A famous child psychologist explains how fairy tales educate, support, and liberate the emotions of children.



Book Synopsis



Winner of the National Book Award and National Book Critics Circle Award

"A charming book about enchantment, a profound book about fairy tales."--John Updike, The New York Times Book Review

Bruno Bettelheim was one of the great child psychologists of the twentieth century and perhaps none of his books has been more influential than this revelatory study of fairy tales and their universal importance in understanding childhood development.

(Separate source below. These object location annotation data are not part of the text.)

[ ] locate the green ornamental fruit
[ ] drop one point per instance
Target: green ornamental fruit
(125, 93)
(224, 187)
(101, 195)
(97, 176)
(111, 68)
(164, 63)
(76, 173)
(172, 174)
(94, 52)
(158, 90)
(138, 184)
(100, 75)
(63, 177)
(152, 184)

Analyzing a wide range of traditional stories, from the tales of Sindbad to "The Three Little Pigs," "Hansel and Gretel," and "The Sleeping Beauty," Bettelheim shows how the fantastical, sometimes cruel, but always deeply significant narrative strands of the classic fairy tales can aid in our greatest human task, that of finding meaning for one's life.



Review Quotes




"Bettelheim argues convincingly that fairy tales provide a unique way for children to come to terms with the dilemmas of their inner lives." --The Atlantic

"A charming book about enchantment, a profound book about fairy tales." --John Updike, The New York Times Book Review

"A splendid achievement, brimming with useful ideas, with insights into how young children read and understand, and most of all overflowing with a realistic optimism and with an experienced and therapeutic good will." --Harold Bloom, The New York Review of Books

"Provocative and persuasive." --Boston Globe



About the Author



Bruno Bettelheim was born in Vienna in 1903. He received his doctorate at the University of Vienna and came to America in 1939, after a year in the concentration camps of Dachau and Buchenwald. He was a Distinguished Professor of Education and Professor of both psychology and psychiatry at the University of Chicago. He died in 1990.